# 1916 CHIEF Ready to Ride!!



## carlitos60 (Nov 26, 2017)

My All Original or Time Period Correct  1916 CHIEF is Ready to Ride!!  Love It!!
Must Be a Late Fall or Winter Model; With the 1917 Goodies on It!!!
What Does the "V" Stands For??
The Fork Has a Pat Date of: FEB 8, 1915!!
Good / Bad Feed Back Welcome!!


----------



## mike j (Nov 27, 2017)

Really nice bike Carlitos, great patina. The V could possibly stand for victory, as there was a war going on. Since you have the Uber desirable, correct, Chief peddles you might want to think about getting the split blocks for them IMHO. Best of luck w/ it.


----------



## carlitos60 (Nov 27, 2017)

mike j said:


> Really nice bike Carlitos, great patina. The V could possibly stand for victory, as there was a war going on.

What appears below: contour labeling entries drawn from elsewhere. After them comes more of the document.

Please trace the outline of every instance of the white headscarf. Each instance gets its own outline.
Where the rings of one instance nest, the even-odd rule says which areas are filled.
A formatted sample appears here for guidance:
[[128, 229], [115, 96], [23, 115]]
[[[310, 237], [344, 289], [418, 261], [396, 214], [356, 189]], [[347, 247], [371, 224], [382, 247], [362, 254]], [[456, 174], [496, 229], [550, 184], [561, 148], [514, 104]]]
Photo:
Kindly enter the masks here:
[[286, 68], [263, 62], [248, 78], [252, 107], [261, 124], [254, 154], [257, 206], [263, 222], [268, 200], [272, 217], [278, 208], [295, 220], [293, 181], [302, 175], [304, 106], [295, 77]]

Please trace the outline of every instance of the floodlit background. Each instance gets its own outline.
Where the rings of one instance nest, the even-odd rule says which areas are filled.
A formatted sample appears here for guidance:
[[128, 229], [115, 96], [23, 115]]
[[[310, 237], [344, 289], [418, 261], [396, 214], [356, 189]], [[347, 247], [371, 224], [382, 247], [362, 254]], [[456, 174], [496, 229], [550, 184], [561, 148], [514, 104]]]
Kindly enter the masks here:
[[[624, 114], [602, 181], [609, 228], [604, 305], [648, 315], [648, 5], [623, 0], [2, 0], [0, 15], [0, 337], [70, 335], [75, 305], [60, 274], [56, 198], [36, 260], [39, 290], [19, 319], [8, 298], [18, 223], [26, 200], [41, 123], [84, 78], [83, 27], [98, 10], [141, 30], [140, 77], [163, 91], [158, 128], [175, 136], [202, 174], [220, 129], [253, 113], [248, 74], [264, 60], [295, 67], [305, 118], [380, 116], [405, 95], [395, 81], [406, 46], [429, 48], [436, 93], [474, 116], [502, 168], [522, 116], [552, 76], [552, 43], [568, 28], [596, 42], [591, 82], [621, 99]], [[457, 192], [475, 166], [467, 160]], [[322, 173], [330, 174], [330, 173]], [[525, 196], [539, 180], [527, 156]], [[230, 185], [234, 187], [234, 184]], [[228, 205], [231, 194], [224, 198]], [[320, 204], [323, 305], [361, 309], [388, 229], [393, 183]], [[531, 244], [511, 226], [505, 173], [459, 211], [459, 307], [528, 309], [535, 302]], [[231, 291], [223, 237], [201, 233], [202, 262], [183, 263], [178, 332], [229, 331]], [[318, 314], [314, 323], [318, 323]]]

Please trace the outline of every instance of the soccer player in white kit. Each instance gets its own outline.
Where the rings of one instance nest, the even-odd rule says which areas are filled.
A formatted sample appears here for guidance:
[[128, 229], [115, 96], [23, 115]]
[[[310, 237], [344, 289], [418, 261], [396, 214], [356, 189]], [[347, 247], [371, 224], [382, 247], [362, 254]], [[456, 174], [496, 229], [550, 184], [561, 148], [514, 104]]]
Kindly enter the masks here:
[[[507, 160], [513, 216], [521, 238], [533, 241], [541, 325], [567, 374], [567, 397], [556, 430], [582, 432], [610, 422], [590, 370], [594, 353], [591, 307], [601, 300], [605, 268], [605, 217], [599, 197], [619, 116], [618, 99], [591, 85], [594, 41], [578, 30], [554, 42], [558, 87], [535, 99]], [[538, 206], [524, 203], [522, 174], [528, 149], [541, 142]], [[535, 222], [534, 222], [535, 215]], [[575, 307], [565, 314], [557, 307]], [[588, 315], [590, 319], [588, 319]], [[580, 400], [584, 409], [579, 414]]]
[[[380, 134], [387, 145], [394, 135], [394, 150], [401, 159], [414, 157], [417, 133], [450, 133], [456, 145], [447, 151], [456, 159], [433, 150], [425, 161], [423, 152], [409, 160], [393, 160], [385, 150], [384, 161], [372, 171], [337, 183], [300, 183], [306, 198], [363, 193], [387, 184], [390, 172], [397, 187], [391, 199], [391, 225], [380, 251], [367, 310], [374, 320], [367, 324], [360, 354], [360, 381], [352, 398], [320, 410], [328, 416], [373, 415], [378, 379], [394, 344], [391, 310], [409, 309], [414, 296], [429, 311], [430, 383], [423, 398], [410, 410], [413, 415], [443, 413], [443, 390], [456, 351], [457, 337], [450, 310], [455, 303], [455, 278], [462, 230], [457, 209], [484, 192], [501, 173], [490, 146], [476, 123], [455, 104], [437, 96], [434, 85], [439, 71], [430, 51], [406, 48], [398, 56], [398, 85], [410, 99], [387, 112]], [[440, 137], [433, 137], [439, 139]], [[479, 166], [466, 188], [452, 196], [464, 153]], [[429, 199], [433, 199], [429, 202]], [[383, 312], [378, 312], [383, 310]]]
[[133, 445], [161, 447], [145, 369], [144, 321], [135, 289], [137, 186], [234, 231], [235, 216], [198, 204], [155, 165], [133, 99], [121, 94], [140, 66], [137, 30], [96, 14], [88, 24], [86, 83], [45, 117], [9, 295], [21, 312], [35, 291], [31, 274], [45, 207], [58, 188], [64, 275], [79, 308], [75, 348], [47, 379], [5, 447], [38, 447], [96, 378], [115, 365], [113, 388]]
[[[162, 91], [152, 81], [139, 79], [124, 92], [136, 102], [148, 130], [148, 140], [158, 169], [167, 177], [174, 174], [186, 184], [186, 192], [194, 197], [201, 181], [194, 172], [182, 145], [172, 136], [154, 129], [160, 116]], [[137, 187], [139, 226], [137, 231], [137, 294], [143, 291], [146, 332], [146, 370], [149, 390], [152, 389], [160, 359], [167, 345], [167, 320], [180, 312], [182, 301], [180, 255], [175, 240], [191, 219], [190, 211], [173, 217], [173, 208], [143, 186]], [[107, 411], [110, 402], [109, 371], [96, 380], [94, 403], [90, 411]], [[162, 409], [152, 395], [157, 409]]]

Since you have the Uber desirable, correct, Chief peddles you might want to think about getting the split blocks for them IMHO. Best of luck w/ it.




Thanks,,,Mike!!!
The Blocks Look Like They Been There a Long Time as the Bike was a Real Rider, I Just Taped Them and Ready For More Rides!!
But, I Never Heard of a Drop Stand with a Patent Date Stamped!!!!
Feb 8, 1915


----------



## Sped Man (Nov 29, 2017)

Awesome Chief Carlos! Love the look. Welcome to the Sear's Chief family


----------



## carlitos60 (Nov 29, 2017)

Sped Man said:


> Awesome Chief Carlos! Love the look. Welcome to the Sear's Chief family




Thanks Brother!


----------



## Junkhunter (Nov 29, 2017)

Beautiful. I'll have one of those some day.... Enjoy


----------



## carlitos60 (Nov 30, 2017)

Junkhunter said:


> Beautiful. I'll have one of those some day.... Enjoy




Thanks for Checking My Chief!!
I Just Installed the Shifter Cable!


----------



## carlitos60 (Dec 2, 2017)

Connected the Shifter Cable, Stained the Wheels, Super Shined Seat and Grips!!!
Oh......WD40 on Frame for Protection!


----------



## filmonger (Dec 3, 2017)

Very Cool!


----------



## carlitos60 (Dec 4, 2017)

filmonger said:


> Very Cool!




Thanks!
I Think It's The BEST Looking Original Unrestored Rider Elgin Chief on the Road!!


----------



## Rusty72 (Dec 8, 2017)




----------



## Rusty72 (Dec 8, 2017)

I make these pedal blocks if your interested


----------



## carlitos60 (Dec 11, 2017)

Rusty72 said:


> I make these pedal blocks if your interested




Thanks,,,,Look Good!!!
I'll Keep the Old Ones, They Have the Square Holes, So* I Know That They Must Have been a Cheaper Option!!*


----------



## Jesse57nomad (Dec 21, 2017)

very nice chief Carlos


----------



## bricycle (Dec 21, 2017)

Looks good

I have a drop stand dated 1914.


----------



## carlitos60 (Dec 21, 2017)

Thanks Guys!!!
I May Put a Rack for the Saddle Bags!!!
and That's It!!!
Best Looking Rider on the Block!!


----------



## OC_Rolling_Art (Aug 28, 2019)

Sweet ride.


----------